SCO a vehicle for peacemaking and prosperity-making: analyst
Chinese President Xi Jinping (R) meets with Russian President Vladimir Putin ahead of the 16th Shanghai Cooperation Organization (SCO) Council of Heads of State meeting in Tashkent, Uzbekistan, June 23, 2016. [Photo/Xinhua] |
As India and Pakistan join the Shanghai Cooperation Organization (SCO) economic and military alliance, political analyst Eric Draitser discusses Washington's shrinking global influence.
"The SCO is really seen, in many ways, as sort of the vehicle by which Russia and the Chinese moved closer together," Draitser said. "This multilateral, international organization provides a potential platform, a potential forum for conflict resolution."
"I think we have a new potential vehicle for peacemaking and prosperity-making," he suggested.

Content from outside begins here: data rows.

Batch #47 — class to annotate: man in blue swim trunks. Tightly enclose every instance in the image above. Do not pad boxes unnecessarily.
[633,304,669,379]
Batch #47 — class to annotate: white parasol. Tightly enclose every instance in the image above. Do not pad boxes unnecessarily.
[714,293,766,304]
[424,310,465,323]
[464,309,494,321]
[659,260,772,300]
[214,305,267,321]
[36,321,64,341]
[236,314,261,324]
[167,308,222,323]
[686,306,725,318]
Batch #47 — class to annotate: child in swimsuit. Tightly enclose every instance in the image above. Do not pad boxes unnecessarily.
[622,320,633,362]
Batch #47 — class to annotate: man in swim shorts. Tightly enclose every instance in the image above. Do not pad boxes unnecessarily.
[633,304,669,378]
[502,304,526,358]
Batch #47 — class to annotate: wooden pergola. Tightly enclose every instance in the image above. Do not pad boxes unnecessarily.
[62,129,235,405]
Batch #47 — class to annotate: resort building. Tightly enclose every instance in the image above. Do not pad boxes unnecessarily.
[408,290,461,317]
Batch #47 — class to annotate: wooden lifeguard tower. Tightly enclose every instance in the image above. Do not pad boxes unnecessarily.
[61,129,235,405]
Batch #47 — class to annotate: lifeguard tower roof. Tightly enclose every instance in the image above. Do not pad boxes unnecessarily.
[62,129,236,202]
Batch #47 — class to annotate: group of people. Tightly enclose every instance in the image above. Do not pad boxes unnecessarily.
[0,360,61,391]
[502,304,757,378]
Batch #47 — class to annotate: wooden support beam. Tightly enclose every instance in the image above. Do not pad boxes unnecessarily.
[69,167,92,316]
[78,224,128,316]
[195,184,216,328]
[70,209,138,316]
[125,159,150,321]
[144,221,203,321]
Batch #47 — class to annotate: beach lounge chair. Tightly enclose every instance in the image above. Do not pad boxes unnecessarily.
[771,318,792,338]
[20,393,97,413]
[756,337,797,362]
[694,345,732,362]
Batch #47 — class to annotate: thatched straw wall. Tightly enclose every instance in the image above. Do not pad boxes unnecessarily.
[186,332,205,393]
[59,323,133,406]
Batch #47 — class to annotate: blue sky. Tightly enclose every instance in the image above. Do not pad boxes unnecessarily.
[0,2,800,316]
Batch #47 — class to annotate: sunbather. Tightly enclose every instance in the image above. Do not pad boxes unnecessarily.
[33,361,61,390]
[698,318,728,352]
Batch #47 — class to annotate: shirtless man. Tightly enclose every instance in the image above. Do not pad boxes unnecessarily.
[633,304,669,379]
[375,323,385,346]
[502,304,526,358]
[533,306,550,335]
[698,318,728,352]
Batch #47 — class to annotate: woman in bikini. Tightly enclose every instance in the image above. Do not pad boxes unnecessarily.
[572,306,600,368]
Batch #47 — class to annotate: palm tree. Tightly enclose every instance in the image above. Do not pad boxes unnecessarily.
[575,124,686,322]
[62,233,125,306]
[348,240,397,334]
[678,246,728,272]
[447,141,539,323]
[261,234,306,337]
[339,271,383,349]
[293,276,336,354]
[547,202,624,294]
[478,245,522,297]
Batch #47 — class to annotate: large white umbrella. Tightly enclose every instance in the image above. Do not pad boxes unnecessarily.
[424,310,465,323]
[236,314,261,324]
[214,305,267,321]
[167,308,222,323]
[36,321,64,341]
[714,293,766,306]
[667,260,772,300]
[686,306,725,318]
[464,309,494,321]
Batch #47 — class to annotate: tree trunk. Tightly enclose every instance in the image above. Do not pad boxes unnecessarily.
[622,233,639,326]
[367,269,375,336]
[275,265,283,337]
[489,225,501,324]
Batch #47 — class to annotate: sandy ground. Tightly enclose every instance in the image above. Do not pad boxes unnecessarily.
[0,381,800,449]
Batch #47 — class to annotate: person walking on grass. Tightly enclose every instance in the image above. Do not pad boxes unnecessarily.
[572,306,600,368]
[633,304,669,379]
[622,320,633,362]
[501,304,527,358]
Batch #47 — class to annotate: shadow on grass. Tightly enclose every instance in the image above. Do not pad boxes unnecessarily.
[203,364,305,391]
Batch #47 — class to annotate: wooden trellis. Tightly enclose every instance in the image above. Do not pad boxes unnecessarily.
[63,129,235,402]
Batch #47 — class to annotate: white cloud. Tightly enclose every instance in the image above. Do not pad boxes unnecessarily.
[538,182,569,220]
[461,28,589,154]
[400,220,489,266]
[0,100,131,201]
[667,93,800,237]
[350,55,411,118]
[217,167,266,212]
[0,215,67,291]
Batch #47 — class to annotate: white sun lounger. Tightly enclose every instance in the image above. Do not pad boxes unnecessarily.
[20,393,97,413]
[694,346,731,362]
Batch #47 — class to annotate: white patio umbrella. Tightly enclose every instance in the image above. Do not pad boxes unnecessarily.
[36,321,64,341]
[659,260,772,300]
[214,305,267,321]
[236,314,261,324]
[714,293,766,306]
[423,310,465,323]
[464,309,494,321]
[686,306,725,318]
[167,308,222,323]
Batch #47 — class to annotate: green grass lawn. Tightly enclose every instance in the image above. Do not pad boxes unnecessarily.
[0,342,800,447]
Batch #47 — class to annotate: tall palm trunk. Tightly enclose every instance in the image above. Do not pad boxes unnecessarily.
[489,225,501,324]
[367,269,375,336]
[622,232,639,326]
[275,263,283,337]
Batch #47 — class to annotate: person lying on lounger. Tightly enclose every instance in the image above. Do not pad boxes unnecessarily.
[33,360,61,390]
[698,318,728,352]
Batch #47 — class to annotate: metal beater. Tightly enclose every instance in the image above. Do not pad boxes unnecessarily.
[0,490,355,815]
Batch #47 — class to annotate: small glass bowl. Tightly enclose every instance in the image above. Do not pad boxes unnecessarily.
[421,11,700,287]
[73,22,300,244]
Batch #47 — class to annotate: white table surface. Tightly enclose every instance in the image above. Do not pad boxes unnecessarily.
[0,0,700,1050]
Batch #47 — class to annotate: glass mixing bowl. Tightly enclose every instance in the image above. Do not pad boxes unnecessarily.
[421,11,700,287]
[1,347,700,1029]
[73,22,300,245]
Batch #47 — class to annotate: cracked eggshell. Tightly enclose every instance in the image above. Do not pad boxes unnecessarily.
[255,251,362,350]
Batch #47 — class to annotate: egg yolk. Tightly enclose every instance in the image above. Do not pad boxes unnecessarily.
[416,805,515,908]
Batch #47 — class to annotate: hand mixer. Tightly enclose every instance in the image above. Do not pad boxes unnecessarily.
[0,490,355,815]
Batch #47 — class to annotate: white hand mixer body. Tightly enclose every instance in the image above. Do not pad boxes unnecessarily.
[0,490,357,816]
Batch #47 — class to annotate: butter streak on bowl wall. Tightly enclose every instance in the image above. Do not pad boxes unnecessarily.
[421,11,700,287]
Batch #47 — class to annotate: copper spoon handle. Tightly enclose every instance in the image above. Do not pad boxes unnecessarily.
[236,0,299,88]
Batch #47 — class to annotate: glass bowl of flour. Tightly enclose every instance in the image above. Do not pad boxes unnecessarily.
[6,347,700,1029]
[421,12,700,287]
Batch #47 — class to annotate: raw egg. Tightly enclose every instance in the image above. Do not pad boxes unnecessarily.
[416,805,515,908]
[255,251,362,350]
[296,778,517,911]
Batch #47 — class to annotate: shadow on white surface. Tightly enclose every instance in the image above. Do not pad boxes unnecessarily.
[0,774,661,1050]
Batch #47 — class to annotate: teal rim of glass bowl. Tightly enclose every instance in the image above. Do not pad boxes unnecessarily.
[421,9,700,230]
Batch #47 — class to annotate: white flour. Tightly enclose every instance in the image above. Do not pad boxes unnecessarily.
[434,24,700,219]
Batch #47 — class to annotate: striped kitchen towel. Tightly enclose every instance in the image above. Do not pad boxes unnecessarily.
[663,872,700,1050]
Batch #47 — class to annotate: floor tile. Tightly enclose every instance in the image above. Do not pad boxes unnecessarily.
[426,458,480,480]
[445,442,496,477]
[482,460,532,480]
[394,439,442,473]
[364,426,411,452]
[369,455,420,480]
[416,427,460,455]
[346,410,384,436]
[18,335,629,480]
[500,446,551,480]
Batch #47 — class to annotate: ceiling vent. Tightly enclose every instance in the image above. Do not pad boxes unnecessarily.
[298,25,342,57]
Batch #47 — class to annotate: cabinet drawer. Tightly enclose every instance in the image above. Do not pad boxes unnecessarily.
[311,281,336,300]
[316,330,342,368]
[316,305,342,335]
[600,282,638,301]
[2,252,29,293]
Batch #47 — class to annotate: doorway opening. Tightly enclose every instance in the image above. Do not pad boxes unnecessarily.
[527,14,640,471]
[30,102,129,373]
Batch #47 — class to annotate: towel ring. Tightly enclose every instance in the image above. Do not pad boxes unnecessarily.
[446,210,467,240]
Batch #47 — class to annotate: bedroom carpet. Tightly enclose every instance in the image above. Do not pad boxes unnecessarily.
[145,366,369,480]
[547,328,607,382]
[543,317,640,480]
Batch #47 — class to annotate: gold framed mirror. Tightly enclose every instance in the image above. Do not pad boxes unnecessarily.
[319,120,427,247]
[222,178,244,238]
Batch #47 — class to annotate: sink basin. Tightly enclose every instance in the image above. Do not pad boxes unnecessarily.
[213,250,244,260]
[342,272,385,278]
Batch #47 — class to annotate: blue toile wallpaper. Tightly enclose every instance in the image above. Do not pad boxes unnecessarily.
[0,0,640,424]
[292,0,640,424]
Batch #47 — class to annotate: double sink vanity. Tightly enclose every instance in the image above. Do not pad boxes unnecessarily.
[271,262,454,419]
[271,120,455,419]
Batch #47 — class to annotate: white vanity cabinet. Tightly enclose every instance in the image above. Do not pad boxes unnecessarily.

The inclusion of India and Pakistan is the first expansion since the 2001 founding of the SCO. Taken with other recent economic unions, Russia, China, and many former Soviet republics are seeking to provide for their own opportunities.
"I think there are a number of reasons why there is a potential for a lasting alliance here," he says. "If you take these things together, what you see is one cohesive and coherent strategy for the creation of an antidote to the West."
Despite political conflicts between India and Pakistan, a new partnership between the two nations could work to prevent Washington's ability to meddle in Asia.
"Can these seemingly disparate issues be, sort of, coalesced into one formal relationship? Ultimately, that's what would benefit all of these countries, and, in my view, that's what the United States fears more than anything else," Draitser says.
Iran could be the next nation to join the SCO.
"If we see that, what that allows Iran to do is to access major investment that is non-Western," he says.